Mesdames et messieurs les députés, je vous remercie à mon tour de votre invitation, tant la scolarisation de tous les enfants constitue un enjeu majeur de société et un sujet de préoccupation que je sais que nous partageons. Comme vous le savez, le Défenseur des droits, autorité administrative indépendante à valeur constitutionnelle, veille au respect de nos droits et libertés par les institutions. Depuis trois ans que j'occupe auprès de Claire Hédon le poste de Défenseur des enfants, 30 % des 10 000 saisines relevant de mes compétences ont concerné des atteintes au droit constitutionnel à l'éducation, et la grande majorité de celles-ci avaient trait aux difficultés suscitées par le virage inclusif.
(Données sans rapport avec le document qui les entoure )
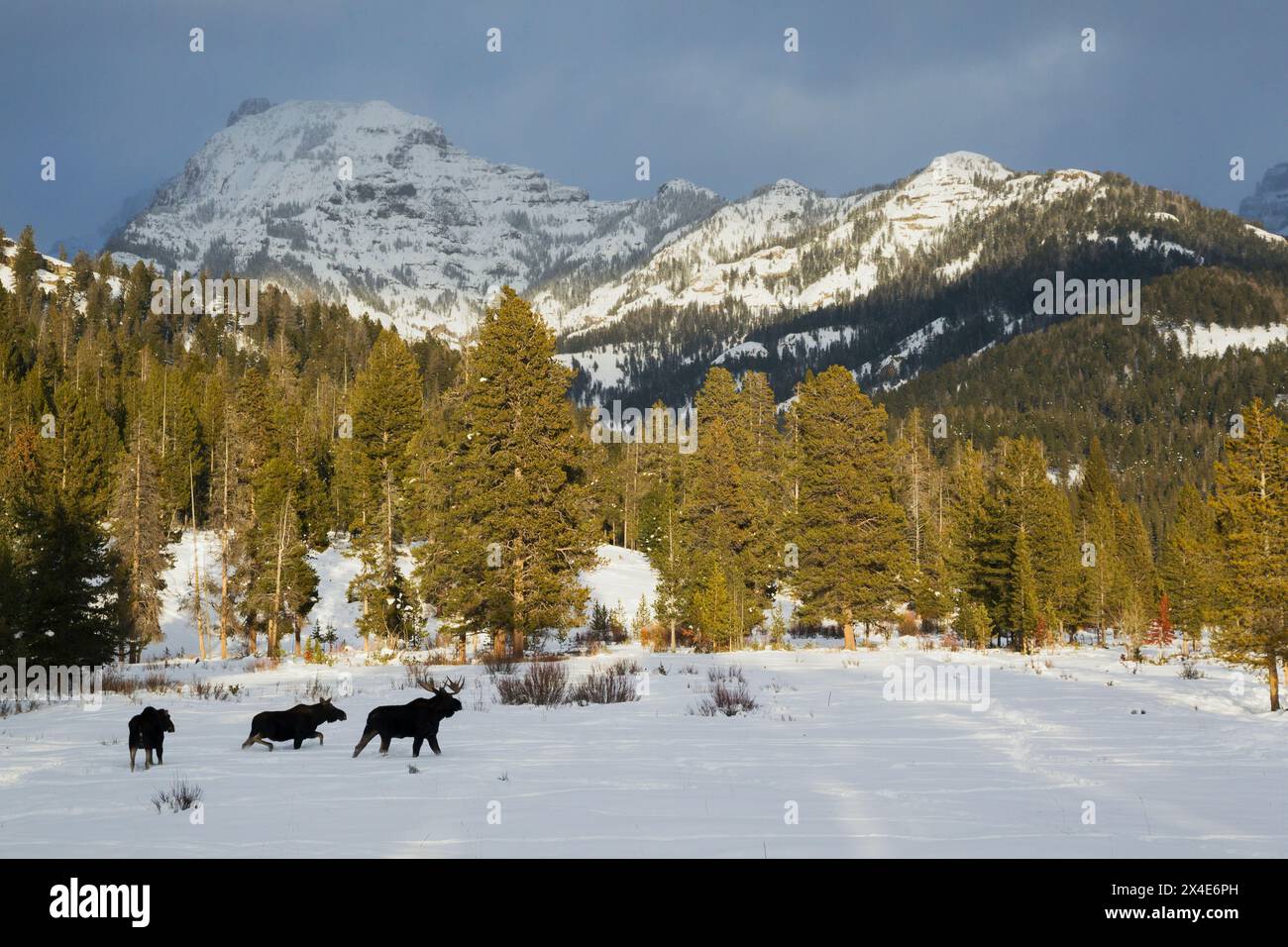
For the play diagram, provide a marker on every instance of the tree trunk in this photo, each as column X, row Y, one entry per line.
column 223, row 566
column 196, row 569
column 1273, row 668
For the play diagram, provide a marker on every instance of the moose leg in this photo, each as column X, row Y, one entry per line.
column 362, row 744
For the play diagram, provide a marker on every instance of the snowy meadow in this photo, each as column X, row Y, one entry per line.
column 1074, row 753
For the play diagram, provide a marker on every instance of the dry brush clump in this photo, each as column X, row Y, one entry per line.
column 542, row 684
column 728, row 694
column 180, row 796
column 128, row 684
column 612, row 684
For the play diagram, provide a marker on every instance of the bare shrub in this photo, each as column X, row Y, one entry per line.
column 417, row 673
column 613, row 684
column 728, row 698
column 16, row 706
column 544, row 684
column 180, row 796
column 209, row 690
column 316, row 689
column 729, row 673
column 153, row 682
column 498, row 664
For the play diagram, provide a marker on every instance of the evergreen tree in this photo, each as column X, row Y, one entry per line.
column 140, row 534
column 1189, row 569
column 1250, row 505
column 853, row 554
column 515, row 526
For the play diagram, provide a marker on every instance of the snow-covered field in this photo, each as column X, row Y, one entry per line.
column 1074, row 754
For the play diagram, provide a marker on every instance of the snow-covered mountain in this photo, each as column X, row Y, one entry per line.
column 1269, row 205
column 373, row 206
column 790, row 249
column 423, row 232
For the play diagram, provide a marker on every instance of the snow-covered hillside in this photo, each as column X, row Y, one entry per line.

Force est de constater que l'inclusion se traduit parfois par l'exclusion.
Mmes Sarrasin et Battut ont très justement fait écho à la loi du 11 février 2005 pour l'égalité des droits et des chances et à celle du 26 juillet 2019 pour une école de la confiance : je rappellerai pour ma part que nous fêterons en 2024 les cent ans de la Déclaration de Genève sur les droits de l'enfant, texte fondateur qui inspira la Convention internationale des droits de l'enfant (Cide) de 1989. L'article 23 commence comme suit : « Les États parties reconnaissent que les enfants mentalement ou physiquement handicapés doivent mener une vie pleine et décente, dans des conditions qui garantissent leur dignité, favorisent leur autonomie et facilitent leur participation active à la vie de la collectivité. »
S'agissant d'atteintes au droit à l'éducation des enfants handicapés, les saisines que nous recevons ont des motifs variés : des MDPH dont les décisions ne sont pas appliquées faute de moyens, d'autres qui s'adaptent à la pénurie en décidant d'un temps de scolarité ou de modalités d'accompagnement insuffisants qui, d'emblée, ne correspondent ni aux besoins ni à la sécurité de l'enfant ; des ruptures de parcours non seulement entre maternelle et primaire, primaire et secondaire, mais aussi entre le temps scolaire et le temps périscolaire – notamment celui de la cantine –, qui en est pourtant le corollaire obligé ; des AESH manquants, non associés aux équipes de coordination, ou affectés en vertu d'une logique purement gestionnaire. Les conséquences sur les enfants sont multiples : nous ne savons même pas combien ne sont pas scolarisés. Pour eux, pour leur famille, qui se retrouvent sans solution, les termes de Pial, de GOS – groupe opérationnel de synthèse –, de PAG – plan d'accompagnement global –, d'Emas – équipe mobile d'appui médico-social à la scolarisation –, de PPS – projet personnalisé de scolarisation – ou de PPA – projet personnalisé d'accompagnement –, sonnent creux.
Scolarité à temps partiel, absence de réponse à leurs besoins, défaut d'accompagnement individualisé par méconnaissance ou défaut d'identification de leurs besoins : ces manques suscitent chez ces enfants une forte insécurité et une grande souffrance, dont les adultes interprètent les manifestations comme autant d'agressions à leur encontre. Si, ces dernières années, le nombre d'enfants handicapés scolarisés n'a fait que croître – ils sont désormais 430 000 –, les conditions de cette scolarisation révèlent que l'école inclusive leur demeure souvent inaccessible et que la société ne leur accorde toujours pas le statut d'élève, en dépit des 4 000 AESH – ce qui porte leurs effectifs à 130 000 – et des 300 Ulis supplémentaires.
Ainsi, bien que de nouveaux recrutements d'AESH aient lieu chaque année, les difficultés perdurent. Il existe aujourd'hui, dans la façon dont l'école est pensée, de nombreux freins à l'inclusion scolaire – j'y reviendrai. La question doit donc être appréhendée de manière plus large et interroger le mode d'inclusion.
Je conclurai en rappelant trois grands principes. D'abord, la construction d'un environnement inclusif constitue le préalable à la scolarité de tous les enfants, dont ceux en situation de handicap : c'est à l'école de s'adapter et non l'inverse. Deuxième principe : il faut garantir le droit à l'éducation sur la base de l'égalité des chances et de la non-discrimination. Enfin, l'accompagnement humain doit être repensé au service de l'enfant : l'inclusion ne doit pas être appréhendée uniquement sous l'angle de l'accompagnement humain mais, lorsqu'il est nécessaire, cet accompagnement doit être adapté aux besoins de l'enfant.
De 2020 à 2022, le nombre de saisines du Défenseur des droits est passé de 100 000 à 126 000 par an, soit une augmentation de 26 000 en deux ans. Nous pourrions penser que cette augmentation est due au fait que le Défenseur des droits est davantage connu depuis l'arrivée de Claire Hédon, mais ce sont clairement les difficultés de nos concitoyens dans leurs relations avec les services publics qui en sont à l'origine.